While the RBA met market expectations by leaving its cash rate unchanged, there was still plenty in governor Glenn Stevens’ brief statement to chew on.
My suspicion is that the banks will continue to shave their lending rates on an individual let-me-do-a-deal-for-you basis.
The above two observations are either between the lines or explicit – as is the drag on the economy posed by governments. That’s “Public spending is forecast to be constrained” in RBA-speak.
The RBA certainly remains dovish. Stevens makes clear that the RBA is willing and has room to trim rates further if the world turns nastier or the local economy doesn’t respond to what’s already been done – his statement is more relaxed than previous efforts about the inflation outlook thanks to the softening labour market and firming unemployment rate. But the board is not in a hurry.
Besides, as Stevens notes: “Sentiment in financial markets has continued to improve, with risk spreads narrowing and funding conditions for financial institutions becoming more favourable.”
That’s the RBA’s stamp on banks’ funding costs easing, which means the banks should have room to trim loan rates themselves, if competitive pressures are adequate.
Given the weak credit growth, the competitive pressure is indeed there, but it’s debatable whether any of the Big Four will break rates with a public reduction in the headline variable rate.
The upside of that move would be the public relations value – daring to be different – but the advantage would be soon lost as others followed suit. The bank that has applied the most pressure, the NAB with the pledge to keep its headline rate below the others, has no incentive to move further than that.
My suspicion is that the banks will continue to shave their lending rates on an individual let-me-do-a-deal-for-you basis instead.
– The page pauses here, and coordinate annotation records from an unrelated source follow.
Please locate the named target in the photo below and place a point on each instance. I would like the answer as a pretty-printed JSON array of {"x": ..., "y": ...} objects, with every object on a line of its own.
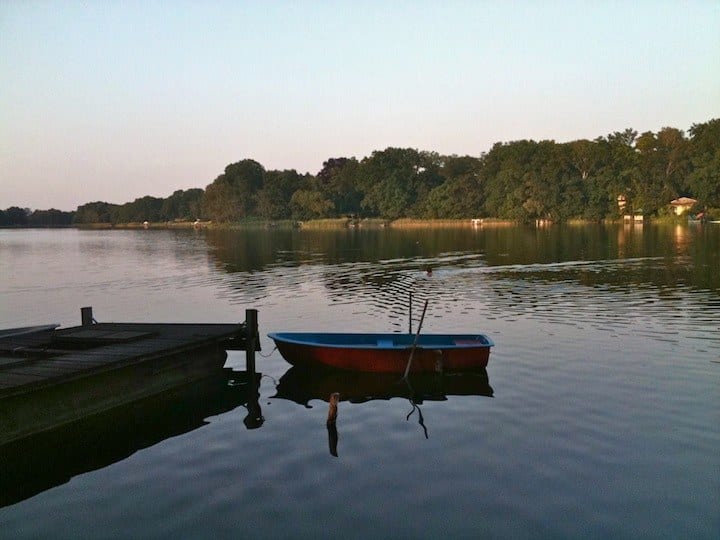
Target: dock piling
[
  {"x": 86, "y": 316},
  {"x": 251, "y": 339}
]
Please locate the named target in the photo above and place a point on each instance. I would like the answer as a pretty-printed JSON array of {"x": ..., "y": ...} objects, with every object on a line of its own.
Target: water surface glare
[{"x": 598, "y": 416}]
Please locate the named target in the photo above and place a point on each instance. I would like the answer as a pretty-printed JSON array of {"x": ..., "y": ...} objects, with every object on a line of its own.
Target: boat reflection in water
[
  {"x": 34, "y": 464},
  {"x": 302, "y": 385}
]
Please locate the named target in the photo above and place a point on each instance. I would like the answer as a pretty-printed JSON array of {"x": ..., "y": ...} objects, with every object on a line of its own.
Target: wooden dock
[{"x": 51, "y": 376}]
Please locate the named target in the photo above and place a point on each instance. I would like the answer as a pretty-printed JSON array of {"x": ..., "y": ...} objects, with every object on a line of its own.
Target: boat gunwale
[{"x": 292, "y": 337}]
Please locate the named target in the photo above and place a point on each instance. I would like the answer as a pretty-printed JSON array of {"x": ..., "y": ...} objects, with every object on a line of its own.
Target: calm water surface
[{"x": 599, "y": 416}]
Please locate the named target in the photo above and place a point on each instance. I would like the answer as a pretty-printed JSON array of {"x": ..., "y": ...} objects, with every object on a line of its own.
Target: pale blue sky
[{"x": 114, "y": 100}]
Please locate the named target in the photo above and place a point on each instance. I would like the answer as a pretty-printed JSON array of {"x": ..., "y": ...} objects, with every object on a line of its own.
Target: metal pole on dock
[
  {"x": 86, "y": 316},
  {"x": 254, "y": 418},
  {"x": 251, "y": 339}
]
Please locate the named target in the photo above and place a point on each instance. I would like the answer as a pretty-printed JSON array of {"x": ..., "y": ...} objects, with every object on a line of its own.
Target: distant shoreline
[{"x": 333, "y": 224}]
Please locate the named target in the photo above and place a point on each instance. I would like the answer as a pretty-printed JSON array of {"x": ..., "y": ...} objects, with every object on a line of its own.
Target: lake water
[{"x": 599, "y": 416}]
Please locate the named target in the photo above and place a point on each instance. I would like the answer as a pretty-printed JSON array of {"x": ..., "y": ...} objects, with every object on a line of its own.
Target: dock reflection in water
[
  {"x": 302, "y": 385},
  {"x": 40, "y": 462}
]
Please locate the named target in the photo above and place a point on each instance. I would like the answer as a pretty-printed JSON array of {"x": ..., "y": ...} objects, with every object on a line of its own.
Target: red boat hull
[{"x": 386, "y": 360}]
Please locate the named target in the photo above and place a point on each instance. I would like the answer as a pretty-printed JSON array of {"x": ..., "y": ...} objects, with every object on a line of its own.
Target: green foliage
[{"x": 521, "y": 180}]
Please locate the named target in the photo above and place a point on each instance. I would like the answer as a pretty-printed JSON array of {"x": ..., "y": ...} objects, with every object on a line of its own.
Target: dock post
[
  {"x": 86, "y": 316},
  {"x": 251, "y": 339},
  {"x": 254, "y": 418}
]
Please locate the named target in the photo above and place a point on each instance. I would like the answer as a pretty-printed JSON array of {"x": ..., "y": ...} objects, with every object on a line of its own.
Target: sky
[{"x": 107, "y": 100}]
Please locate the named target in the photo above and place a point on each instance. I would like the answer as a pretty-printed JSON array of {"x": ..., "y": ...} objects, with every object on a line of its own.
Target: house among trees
[{"x": 682, "y": 205}]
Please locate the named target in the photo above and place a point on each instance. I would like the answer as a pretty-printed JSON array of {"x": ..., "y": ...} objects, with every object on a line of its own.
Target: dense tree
[
  {"x": 339, "y": 183},
  {"x": 272, "y": 201},
  {"x": 232, "y": 196}
]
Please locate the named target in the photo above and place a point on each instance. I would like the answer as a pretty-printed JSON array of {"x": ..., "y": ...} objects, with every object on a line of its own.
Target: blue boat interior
[{"x": 382, "y": 341}]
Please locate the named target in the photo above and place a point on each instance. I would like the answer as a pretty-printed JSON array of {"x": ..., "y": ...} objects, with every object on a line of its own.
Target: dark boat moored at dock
[
  {"x": 50, "y": 376},
  {"x": 385, "y": 353}
]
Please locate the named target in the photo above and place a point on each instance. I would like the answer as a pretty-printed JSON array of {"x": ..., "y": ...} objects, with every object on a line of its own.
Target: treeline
[
  {"x": 24, "y": 217},
  {"x": 521, "y": 180}
]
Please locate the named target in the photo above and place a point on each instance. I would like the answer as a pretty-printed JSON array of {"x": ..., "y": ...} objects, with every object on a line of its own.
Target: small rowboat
[{"x": 384, "y": 353}]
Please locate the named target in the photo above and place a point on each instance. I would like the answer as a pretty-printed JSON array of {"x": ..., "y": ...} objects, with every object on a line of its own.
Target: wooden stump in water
[
  {"x": 332, "y": 428},
  {"x": 332, "y": 412}
]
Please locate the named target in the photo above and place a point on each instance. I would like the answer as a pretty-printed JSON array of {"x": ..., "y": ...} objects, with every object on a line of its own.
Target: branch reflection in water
[{"x": 303, "y": 385}]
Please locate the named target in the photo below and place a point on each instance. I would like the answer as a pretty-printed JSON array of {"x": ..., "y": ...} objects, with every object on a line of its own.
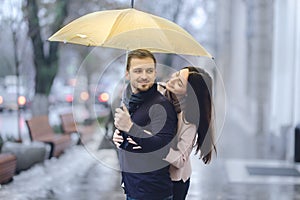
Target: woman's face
[{"x": 178, "y": 82}]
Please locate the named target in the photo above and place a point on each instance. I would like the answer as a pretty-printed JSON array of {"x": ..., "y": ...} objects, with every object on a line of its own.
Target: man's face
[{"x": 141, "y": 74}]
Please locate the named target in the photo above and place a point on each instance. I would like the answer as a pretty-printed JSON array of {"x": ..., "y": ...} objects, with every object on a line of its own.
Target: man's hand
[
  {"x": 117, "y": 138},
  {"x": 122, "y": 119}
]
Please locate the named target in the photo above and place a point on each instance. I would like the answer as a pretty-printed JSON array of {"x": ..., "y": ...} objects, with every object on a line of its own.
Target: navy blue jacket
[{"x": 144, "y": 172}]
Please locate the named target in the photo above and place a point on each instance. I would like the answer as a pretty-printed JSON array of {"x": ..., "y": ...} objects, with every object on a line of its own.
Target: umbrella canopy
[{"x": 129, "y": 29}]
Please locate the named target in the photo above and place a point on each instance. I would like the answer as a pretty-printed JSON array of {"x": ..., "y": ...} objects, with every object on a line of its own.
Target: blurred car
[
  {"x": 10, "y": 100},
  {"x": 102, "y": 98}
]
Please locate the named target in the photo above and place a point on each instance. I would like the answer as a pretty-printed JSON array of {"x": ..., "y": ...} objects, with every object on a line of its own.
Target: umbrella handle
[{"x": 132, "y": 3}]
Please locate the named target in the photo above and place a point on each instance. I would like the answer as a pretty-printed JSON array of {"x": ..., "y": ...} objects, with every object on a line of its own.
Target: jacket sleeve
[
  {"x": 160, "y": 131},
  {"x": 179, "y": 156}
]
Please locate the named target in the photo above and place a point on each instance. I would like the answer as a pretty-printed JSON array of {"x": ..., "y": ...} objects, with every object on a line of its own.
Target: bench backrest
[
  {"x": 39, "y": 127},
  {"x": 68, "y": 123}
]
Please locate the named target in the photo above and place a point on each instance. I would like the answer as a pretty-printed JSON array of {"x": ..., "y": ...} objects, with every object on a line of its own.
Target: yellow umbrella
[{"x": 129, "y": 29}]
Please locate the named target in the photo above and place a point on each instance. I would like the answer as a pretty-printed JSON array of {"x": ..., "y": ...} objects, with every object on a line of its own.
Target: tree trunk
[{"x": 46, "y": 63}]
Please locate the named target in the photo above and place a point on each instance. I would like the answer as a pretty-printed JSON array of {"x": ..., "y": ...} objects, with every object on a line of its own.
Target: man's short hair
[{"x": 139, "y": 53}]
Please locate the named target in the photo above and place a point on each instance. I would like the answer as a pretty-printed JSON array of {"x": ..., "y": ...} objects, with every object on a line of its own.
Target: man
[{"x": 150, "y": 120}]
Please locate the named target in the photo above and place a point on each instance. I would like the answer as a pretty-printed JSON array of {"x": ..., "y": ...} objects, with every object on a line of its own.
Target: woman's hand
[{"x": 117, "y": 138}]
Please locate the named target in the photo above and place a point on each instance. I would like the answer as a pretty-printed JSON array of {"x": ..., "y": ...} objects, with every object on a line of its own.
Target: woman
[{"x": 189, "y": 90}]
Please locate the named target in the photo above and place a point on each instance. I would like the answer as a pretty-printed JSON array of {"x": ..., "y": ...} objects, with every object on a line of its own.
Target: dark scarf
[
  {"x": 136, "y": 100},
  {"x": 177, "y": 103}
]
Last year they reduced their actual lending rates by more than their headline rates as they tried to lure or retain individual customers.
With a fair whack of every bank’s book suffering inertia, either unwilling or unable to shop around, cutting rates for all would be unnecessarily generous.
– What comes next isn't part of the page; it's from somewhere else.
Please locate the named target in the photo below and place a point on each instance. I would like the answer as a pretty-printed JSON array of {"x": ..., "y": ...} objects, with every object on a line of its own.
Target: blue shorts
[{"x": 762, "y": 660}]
As to the bigger question of what happens next to the Australian economy, today’s statement was a much happier document than that of the last meeting.
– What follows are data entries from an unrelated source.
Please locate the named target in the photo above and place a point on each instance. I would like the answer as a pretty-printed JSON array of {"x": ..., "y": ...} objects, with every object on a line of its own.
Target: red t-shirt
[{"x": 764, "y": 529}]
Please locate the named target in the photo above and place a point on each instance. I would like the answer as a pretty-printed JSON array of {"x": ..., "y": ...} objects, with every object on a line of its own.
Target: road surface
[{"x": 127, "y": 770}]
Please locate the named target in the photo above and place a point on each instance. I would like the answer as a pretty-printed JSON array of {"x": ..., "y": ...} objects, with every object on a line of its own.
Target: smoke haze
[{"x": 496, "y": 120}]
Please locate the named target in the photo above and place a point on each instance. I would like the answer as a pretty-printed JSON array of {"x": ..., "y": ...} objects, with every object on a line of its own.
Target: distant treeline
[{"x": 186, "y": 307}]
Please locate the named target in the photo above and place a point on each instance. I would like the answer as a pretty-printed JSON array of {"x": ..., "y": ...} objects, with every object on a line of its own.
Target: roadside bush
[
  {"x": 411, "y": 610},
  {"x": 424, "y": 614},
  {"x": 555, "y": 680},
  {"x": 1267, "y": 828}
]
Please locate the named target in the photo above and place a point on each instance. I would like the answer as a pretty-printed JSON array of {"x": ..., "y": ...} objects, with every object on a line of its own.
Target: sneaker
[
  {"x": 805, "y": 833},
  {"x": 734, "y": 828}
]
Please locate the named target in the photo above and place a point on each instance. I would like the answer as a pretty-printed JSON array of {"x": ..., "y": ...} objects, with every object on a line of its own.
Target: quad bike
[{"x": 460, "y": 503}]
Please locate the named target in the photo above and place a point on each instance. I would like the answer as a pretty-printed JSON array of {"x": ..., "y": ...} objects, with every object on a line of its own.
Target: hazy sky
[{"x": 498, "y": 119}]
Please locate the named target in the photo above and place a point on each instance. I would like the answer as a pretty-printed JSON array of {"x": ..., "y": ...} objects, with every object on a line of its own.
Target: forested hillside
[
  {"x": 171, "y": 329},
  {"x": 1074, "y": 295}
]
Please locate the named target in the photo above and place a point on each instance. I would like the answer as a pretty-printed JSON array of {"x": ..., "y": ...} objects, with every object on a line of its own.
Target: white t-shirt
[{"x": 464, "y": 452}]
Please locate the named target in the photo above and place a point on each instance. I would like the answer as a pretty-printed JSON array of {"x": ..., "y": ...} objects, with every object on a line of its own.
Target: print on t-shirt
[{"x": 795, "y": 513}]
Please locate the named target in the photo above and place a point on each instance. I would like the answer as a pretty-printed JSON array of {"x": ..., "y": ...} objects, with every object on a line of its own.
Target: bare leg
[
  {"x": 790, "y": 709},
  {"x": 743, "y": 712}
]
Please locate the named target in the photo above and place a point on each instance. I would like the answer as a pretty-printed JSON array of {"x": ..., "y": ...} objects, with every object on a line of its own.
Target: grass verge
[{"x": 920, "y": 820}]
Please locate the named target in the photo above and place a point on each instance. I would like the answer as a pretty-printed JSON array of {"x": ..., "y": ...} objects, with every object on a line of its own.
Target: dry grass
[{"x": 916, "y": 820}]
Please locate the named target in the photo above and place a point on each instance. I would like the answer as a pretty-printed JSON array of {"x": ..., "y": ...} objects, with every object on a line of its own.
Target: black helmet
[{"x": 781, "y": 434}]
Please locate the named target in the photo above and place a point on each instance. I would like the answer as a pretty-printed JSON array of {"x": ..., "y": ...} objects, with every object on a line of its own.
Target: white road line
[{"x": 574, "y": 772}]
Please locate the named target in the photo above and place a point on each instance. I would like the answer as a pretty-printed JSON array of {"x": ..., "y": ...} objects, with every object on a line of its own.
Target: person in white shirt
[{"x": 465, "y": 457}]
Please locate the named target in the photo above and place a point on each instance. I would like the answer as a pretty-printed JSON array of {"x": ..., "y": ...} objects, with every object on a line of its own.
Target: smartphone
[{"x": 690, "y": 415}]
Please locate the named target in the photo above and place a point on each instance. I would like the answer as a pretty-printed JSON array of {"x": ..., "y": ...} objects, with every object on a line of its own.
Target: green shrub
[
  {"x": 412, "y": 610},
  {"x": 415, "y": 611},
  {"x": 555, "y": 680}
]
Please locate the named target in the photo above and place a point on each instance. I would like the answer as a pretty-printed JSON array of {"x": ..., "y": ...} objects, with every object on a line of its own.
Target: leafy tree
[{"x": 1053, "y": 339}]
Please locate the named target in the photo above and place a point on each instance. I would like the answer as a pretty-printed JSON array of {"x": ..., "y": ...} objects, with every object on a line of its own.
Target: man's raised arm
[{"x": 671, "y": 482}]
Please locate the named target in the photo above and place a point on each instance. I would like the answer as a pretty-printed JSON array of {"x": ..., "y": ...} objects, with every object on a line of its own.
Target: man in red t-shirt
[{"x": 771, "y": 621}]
The world has become a less frightening place over the past two months with the various crises at least looking manageable for the time being and China’s “fairly robust” growth rate confirmed.
But the explicit challenge remains: what sort of demand will pick up the slack as the peak in resources investment approaches and passes? The statement doesn’t hold out much hope for anything other than housing construction picking up as soft monetary policy works its stuff.
With the mines dug and the wells drilled, commodity exports should bring in extra income, but the task of keeping the nation’s economic growth near trend in 2013-14 will increasingly rest on the carpenters’ and brickies’ shoulders.
Meanwhile, the carpenters and brickies are wondering where the new housing buyers and investors might be hiding.
It would be a long bow to draw together Stevens’ sentence about public spending and his mention that interest rates for Australia’s sovereign debt remain “at exceptionally low levels”, but five present or former RBA board members have.